Save Our Community was founded in the movement to resist Wal-Mart's development in Rosemead, California. Now, it has become a general site for news, information, gossip, talk, and blogging about Rosemead. We also have stories about South San Gabriel, San Gabriel, Montebello, and occasionally about Pico Rivera, El Monte, South El Monte, Alhambra, Temple City, and other nearby communities. Your host is Todd. If you want a blog just sign up, get approved, and start writing. Good posts will be moved onto the home page.
Superfund
I should have clarified why contamination on the property would kill the project: There's a federal law called CERCLA, the Comprehensive Environmental Response, Compensation, and Liability Act. Most people just call the law, "Superfund."
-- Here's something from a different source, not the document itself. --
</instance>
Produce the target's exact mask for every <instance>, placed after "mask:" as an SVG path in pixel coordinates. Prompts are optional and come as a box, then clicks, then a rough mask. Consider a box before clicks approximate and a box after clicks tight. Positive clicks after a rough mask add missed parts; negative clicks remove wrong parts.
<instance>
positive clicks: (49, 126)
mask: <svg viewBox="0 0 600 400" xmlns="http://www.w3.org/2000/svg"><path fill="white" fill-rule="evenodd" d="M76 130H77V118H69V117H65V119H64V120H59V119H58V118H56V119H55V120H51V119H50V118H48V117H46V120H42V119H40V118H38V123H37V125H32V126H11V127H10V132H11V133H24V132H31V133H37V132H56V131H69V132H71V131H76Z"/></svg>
Superfund utilizes what they call "strict" liability. That means if your property is the source of contamination, you need to pay for the cleanup REGARDLESS OF YOUR ROLE IN CREATING THE MESS. So it's quite possible that the poor (relatively speaking) guy who bought the property where La Piazza is supposed to go is going to get stuck with a multi-million dollar bill to clean up the groundwater under his property. Either that, or he's going to have to go track down the previous owner, tenant, or dumper who caused the contamination and sue them for cleanup costs.
Critics of Superfund call it the Lawyer's Full Employment Act, because it creates such a litigious mess that everyone "lawyers up" and no one wants to pay for the actual cleanup.
Superfund
Is there insurance against getting caught up in the superfund mess? What a nightmare. I guess the 20th century is like a gift that keeps on giving.